Shabbat Shalom with a Heart Healthy Dose of Torah – Eikev
Way back in time, when the Temple in Jerusalem still had a fire on its altar, we prayed by bringing our offerings to the altar. We participated in the everyday offering, the thanks and atonement offerings, and a total of countless variations too numerous to recount here. When Rome destroyed the Temple, we went into exile from Jerusalem and found new ways to offer our ritual prayers to God. We replaced certain offerings with verbal prayer and others with specific rituals. In particular, instead of bringing pieces of our bread to burn on the altar, we created a spoken prayer of thanksgiving.
“Praised are You, Adonai our God, Eternal Sovereign, Who brings forth bread from the earth.” Anytime we serve bread at a meal; we say this prayer. We acknowledge the blessing of sustenance. The one problem, though, is that bread does not come from the Earth. The grains come from the Earth, but it takes a lot more than grain to make bread.
This week’s Torah portion helps us see that even basic sustenance is not basic. “God humbled you, causing you to hunger and then fed you with manna, which neither you nor your ancestors had known, to teach you that man does not live on bread alone but on every word that comes from the mouth of Adonai.”
The grain alone is not sustenance. Manna is a bread-like substance that we gather from the ground and eat. It is different from the grain, for it is lovingly processed. In announcing our appreciation for the “bread” that comes from the Earth, we express thanks for a finished product. No longer in the wilderness, we do not expect to wake each morning to find manna on the ground waiting for us. We now rely on each other for sustenance and recognize that without each other, we are lost.
The prayer presumes the process and all the hands in the process of turning the grain into bread. This process includes those operating the farm that grew and sowed the grains. It includes those in charge of transporting the grain to the refineries and bakeries and those who prepared and baked the bread. Ultimately, this process involves those who made sure it got to us. Sounds like a lot, but it is not the bread that sustains us. What sustains us is how, acting, in God’s stead (the manna that just appeared), we nurture each other.
From the Rabbinic tradition, we learn, “Eem aen kemach aen Torah, eem aen Torah, aen kemach.” If there is no bread, there can be no enlightenment. If there is no enlightenment, then bread does not matter. We share a holy relationship with each other. During creation, God said, “It is not good that man is alone.” We are not – we have each other.

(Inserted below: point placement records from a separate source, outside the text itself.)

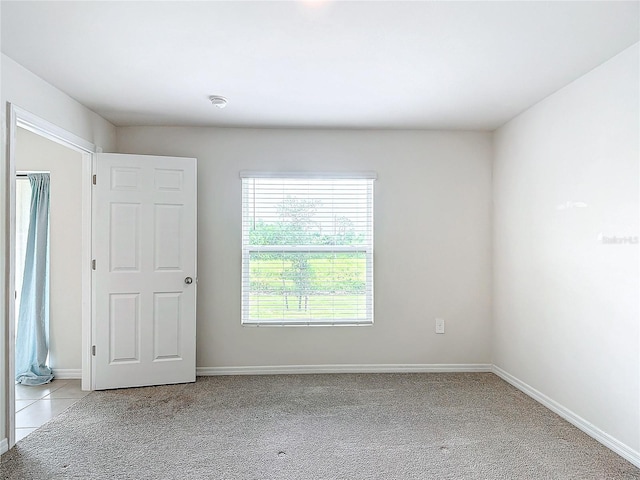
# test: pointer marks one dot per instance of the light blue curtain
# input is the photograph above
(32, 338)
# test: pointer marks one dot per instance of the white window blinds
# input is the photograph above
(307, 249)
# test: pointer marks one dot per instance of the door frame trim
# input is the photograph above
(18, 117)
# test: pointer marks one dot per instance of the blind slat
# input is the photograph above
(307, 256)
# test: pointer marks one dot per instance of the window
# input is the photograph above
(307, 249)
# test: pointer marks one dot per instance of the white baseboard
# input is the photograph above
(67, 373)
(604, 438)
(383, 368)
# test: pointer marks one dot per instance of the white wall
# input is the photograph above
(35, 153)
(432, 242)
(31, 93)
(566, 305)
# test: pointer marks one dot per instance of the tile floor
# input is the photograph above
(36, 405)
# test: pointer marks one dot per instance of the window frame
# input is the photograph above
(366, 249)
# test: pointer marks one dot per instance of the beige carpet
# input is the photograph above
(367, 426)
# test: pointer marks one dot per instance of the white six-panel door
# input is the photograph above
(144, 281)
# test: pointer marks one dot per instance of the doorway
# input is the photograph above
(34, 153)
(19, 119)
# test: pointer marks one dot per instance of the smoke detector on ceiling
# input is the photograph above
(218, 101)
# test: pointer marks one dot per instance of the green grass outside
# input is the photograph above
(272, 307)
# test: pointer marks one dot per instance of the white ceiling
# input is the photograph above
(393, 64)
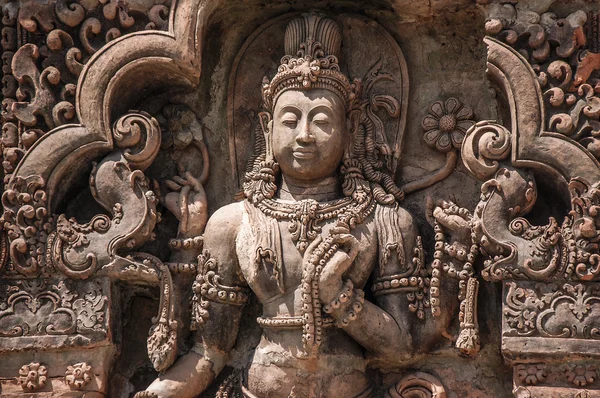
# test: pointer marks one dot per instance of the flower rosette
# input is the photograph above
(446, 124)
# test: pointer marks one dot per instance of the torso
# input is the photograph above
(276, 367)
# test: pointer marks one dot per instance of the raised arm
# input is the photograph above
(381, 327)
(219, 295)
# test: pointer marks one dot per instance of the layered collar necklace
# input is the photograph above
(306, 216)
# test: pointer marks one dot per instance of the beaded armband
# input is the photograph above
(348, 304)
(208, 288)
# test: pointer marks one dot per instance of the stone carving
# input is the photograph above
(78, 375)
(581, 375)
(531, 373)
(320, 177)
(446, 124)
(533, 310)
(32, 377)
(38, 308)
(322, 241)
(415, 385)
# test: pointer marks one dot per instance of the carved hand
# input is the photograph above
(455, 221)
(189, 204)
(330, 281)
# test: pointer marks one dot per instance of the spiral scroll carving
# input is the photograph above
(486, 143)
(139, 135)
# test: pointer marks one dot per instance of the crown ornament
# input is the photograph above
(312, 46)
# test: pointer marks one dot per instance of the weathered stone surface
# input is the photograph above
(405, 204)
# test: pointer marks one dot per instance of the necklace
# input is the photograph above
(305, 217)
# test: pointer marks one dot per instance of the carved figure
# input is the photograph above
(319, 219)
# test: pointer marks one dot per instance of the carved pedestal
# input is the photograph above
(55, 338)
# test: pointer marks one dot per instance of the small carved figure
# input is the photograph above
(319, 220)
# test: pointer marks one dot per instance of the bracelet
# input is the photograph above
(178, 244)
(345, 303)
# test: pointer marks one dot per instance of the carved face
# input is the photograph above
(309, 133)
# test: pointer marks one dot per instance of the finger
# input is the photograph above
(180, 168)
(313, 245)
(429, 207)
(157, 190)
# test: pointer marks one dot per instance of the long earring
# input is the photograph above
(266, 123)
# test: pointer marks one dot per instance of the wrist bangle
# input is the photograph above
(349, 303)
(179, 244)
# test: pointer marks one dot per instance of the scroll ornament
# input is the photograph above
(44, 244)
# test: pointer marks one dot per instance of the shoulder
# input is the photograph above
(225, 222)
(396, 217)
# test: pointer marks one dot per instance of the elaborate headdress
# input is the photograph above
(312, 47)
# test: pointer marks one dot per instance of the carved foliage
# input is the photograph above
(569, 80)
(417, 385)
(32, 377)
(42, 307)
(57, 40)
(550, 310)
(78, 375)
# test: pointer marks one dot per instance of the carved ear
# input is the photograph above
(352, 122)
(266, 124)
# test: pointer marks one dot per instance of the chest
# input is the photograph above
(271, 253)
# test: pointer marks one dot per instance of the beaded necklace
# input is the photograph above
(305, 217)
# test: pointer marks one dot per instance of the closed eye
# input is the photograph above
(289, 122)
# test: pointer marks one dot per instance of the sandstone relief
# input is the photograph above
(290, 199)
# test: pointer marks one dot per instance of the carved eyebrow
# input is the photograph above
(289, 108)
(323, 109)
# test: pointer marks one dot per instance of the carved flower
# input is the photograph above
(78, 375)
(32, 376)
(581, 375)
(531, 373)
(446, 124)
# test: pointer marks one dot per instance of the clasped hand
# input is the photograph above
(331, 280)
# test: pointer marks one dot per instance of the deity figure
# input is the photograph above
(319, 224)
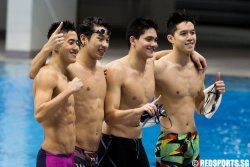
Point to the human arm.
(212, 98)
(197, 58)
(161, 53)
(39, 60)
(44, 102)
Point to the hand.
(219, 84)
(55, 40)
(151, 108)
(199, 60)
(75, 85)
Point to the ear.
(132, 40)
(83, 39)
(170, 39)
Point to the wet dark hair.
(138, 26)
(88, 24)
(66, 27)
(176, 18)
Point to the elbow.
(31, 74)
(39, 116)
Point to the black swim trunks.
(121, 152)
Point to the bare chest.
(180, 83)
(138, 89)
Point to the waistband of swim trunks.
(179, 136)
(58, 155)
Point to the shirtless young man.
(93, 35)
(54, 103)
(181, 86)
(131, 86)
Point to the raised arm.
(44, 103)
(39, 60)
(161, 53)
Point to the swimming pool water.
(225, 136)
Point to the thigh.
(140, 159)
(168, 151)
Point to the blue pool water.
(225, 136)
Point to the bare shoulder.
(116, 68)
(161, 64)
(46, 76)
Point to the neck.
(58, 63)
(85, 59)
(136, 61)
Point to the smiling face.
(184, 38)
(69, 49)
(98, 43)
(147, 43)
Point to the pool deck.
(233, 60)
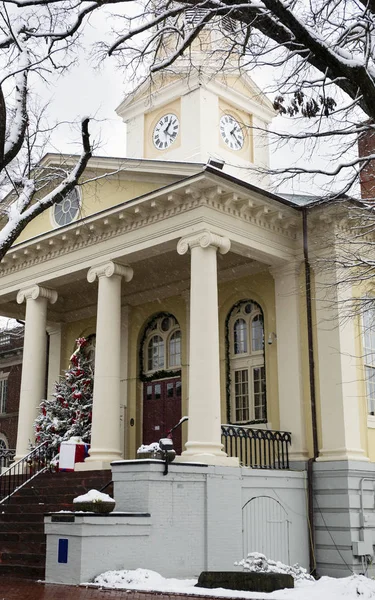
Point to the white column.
(54, 358)
(106, 427)
(34, 363)
(289, 357)
(337, 370)
(204, 427)
(124, 377)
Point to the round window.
(165, 324)
(66, 211)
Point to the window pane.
(3, 394)
(259, 393)
(155, 357)
(241, 395)
(257, 335)
(175, 349)
(369, 357)
(240, 337)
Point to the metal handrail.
(21, 472)
(257, 448)
(6, 457)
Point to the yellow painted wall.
(95, 197)
(367, 433)
(259, 288)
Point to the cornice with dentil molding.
(36, 291)
(203, 239)
(108, 269)
(120, 220)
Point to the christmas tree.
(68, 413)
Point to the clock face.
(231, 132)
(165, 131)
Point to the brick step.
(67, 485)
(26, 558)
(52, 479)
(53, 501)
(22, 571)
(22, 539)
(37, 509)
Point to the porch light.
(272, 337)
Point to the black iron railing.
(257, 448)
(19, 473)
(6, 458)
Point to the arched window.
(240, 336)
(175, 349)
(246, 359)
(162, 345)
(155, 353)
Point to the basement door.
(265, 528)
(162, 410)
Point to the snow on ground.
(356, 587)
(93, 496)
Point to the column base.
(342, 454)
(207, 453)
(94, 465)
(300, 456)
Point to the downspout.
(310, 341)
(46, 390)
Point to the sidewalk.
(23, 589)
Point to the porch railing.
(257, 448)
(6, 458)
(19, 473)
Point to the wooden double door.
(162, 410)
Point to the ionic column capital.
(109, 269)
(290, 268)
(204, 239)
(36, 291)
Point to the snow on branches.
(69, 412)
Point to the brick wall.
(366, 146)
(11, 344)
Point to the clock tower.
(195, 116)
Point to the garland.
(163, 373)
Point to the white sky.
(92, 91)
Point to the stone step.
(22, 572)
(23, 558)
(22, 539)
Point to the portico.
(181, 244)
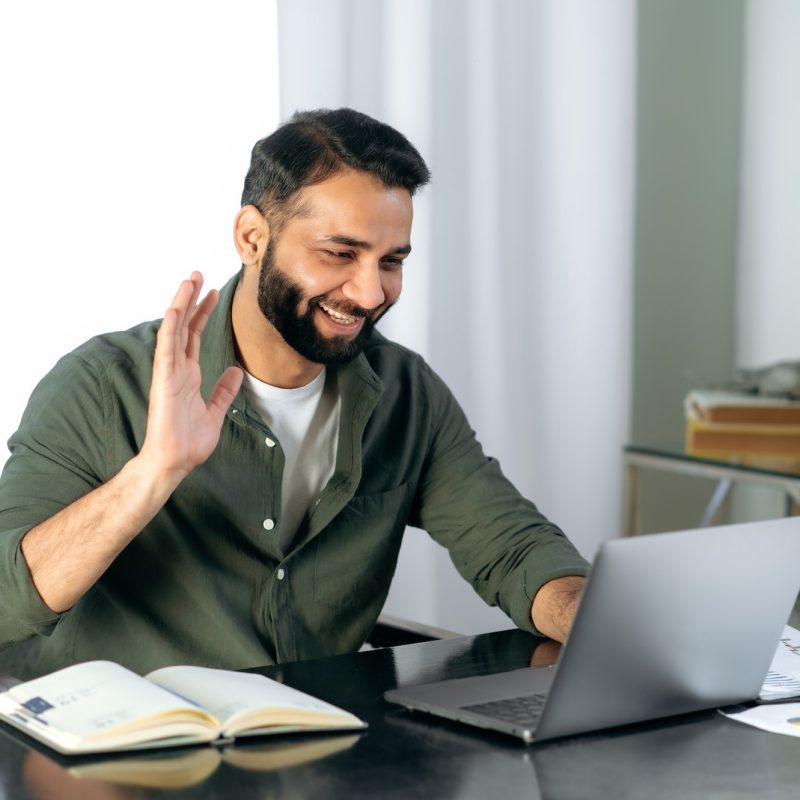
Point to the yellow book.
(99, 706)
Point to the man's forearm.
(68, 552)
(554, 606)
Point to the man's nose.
(363, 288)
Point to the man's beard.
(279, 299)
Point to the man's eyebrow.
(358, 244)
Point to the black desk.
(412, 756)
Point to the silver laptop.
(668, 623)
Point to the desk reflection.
(126, 777)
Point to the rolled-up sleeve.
(58, 454)
(498, 540)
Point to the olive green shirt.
(206, 581)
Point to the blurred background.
(611, 222)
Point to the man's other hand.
(554, 606)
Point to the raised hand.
(182, 430)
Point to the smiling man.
(230, 486)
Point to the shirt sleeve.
(57, 455)
(498, 540)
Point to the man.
(250, 510)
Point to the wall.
(126, 135)
(689, 109)
(767, 318)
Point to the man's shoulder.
(133, 345)
(126, 353)
(386, 356)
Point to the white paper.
(780, 718)
(783, 678)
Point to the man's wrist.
(554, 606)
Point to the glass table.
(783, 475)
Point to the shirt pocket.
(356, 554)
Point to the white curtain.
(519, 289)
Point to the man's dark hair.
(314, 145)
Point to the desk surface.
(784, 468)
(404, 755)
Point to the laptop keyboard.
(524, 711)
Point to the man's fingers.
(175, 336)
(164, 360)
(198, 322)
(196, 282)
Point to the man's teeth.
(337, 316)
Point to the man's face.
(336, 267)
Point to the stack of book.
(722, 424)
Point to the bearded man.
(229, 486)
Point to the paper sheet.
(780, 718)
(783, 678)
(782, 681)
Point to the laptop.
(668, 623)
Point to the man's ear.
(250, 235)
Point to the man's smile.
(338, 316)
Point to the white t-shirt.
(306, 423)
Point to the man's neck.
(261, 350)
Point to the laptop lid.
(668, 623)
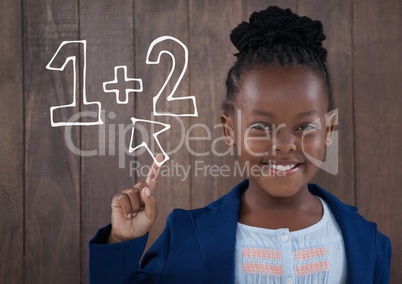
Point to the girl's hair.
(275, 37)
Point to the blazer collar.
(216, 227)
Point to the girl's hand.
(134, 209)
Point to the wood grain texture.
(152, 20)
(52, 201)
(108, 28)
(336, 18)
(12, 144)
(211, 58)
(377, 62)
(52, 172)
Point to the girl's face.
(279, 121)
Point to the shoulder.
(346, 215)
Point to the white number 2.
(170, 97)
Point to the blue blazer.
(198, 246)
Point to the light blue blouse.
(312, 255)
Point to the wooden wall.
(52, 201)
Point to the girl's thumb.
(150, 208)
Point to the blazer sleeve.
(383, 259)
(119, 263)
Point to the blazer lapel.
(216, 232)
(358, 236)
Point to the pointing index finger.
(153, 173)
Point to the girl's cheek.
(257, 146)
(313, 145)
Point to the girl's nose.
(283, 141)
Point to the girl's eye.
(261, 127)
(307, 127)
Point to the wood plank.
(12, 144)
(377, 65)
(336, 18)
(52, 201)
(108, 28)
(211, 58)
(154, 19)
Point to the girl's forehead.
(282, 89)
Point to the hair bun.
(275, 26)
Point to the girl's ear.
(227, 129)
(331, 120)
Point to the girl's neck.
(295, 212)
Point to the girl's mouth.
(282, 169)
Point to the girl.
(274, 227)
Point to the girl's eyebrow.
(263, 113)
(308, 113)
(271, 115)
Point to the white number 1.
(52, 66)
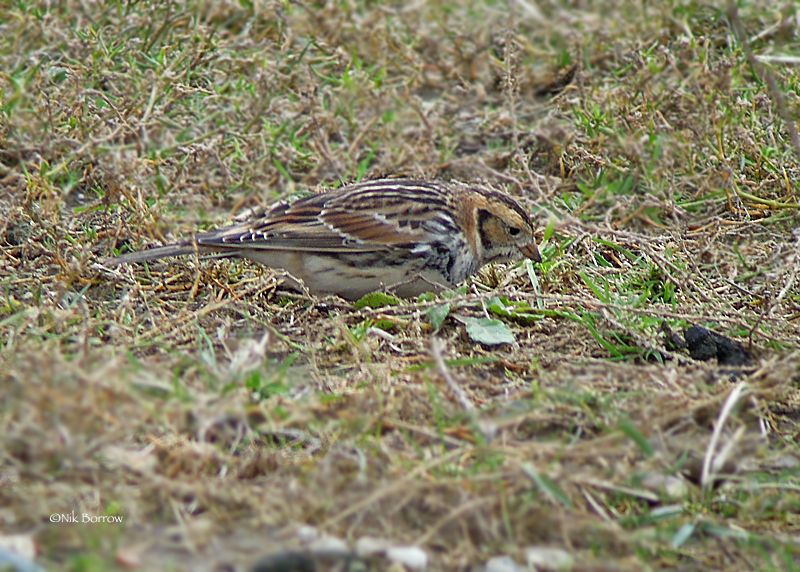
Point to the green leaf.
(437, 314)
(684, 533)
(376, 300)
(517, 311)
(489, 331)
(629, 429)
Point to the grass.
(221, 415)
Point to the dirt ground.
(196, 415)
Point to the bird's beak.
(530, 251)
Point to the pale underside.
(362, 273)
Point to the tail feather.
(177, 249)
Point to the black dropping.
(704, 345)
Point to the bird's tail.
(177, 249)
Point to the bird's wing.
(327, 222)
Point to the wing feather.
(331, 222)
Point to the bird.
(401, 235)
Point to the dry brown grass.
(218, 413)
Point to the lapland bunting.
(402, 235)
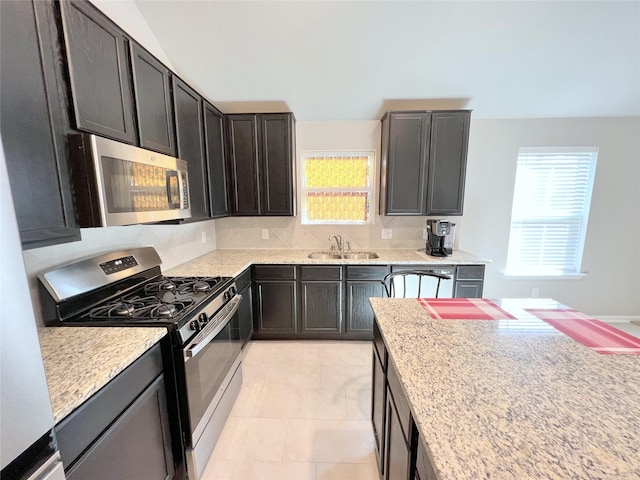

It is for this reason that I ache for our country. The rhetoric of hate rips us apart. The statement from the president’s office calling any Jew who votes Democratic disloyal to this country reeks of the pogroms of ages past. There is no soft-peddling this or morally equivocating. This language from the President, his campaign promise to pay the legal fees for anyone who beat up his opposition, his comments to only people of color who disagree in congress about going back to their country – these are the scariest words a nation can hear. We need to return to each other, feed and nurture each other. We need to make clear our unwillingness to plunge our nation into the depths of zealotry that has seen everyone who is the other demeaned and purged in history. We can and must do better – NOW. Shabbat Shalom.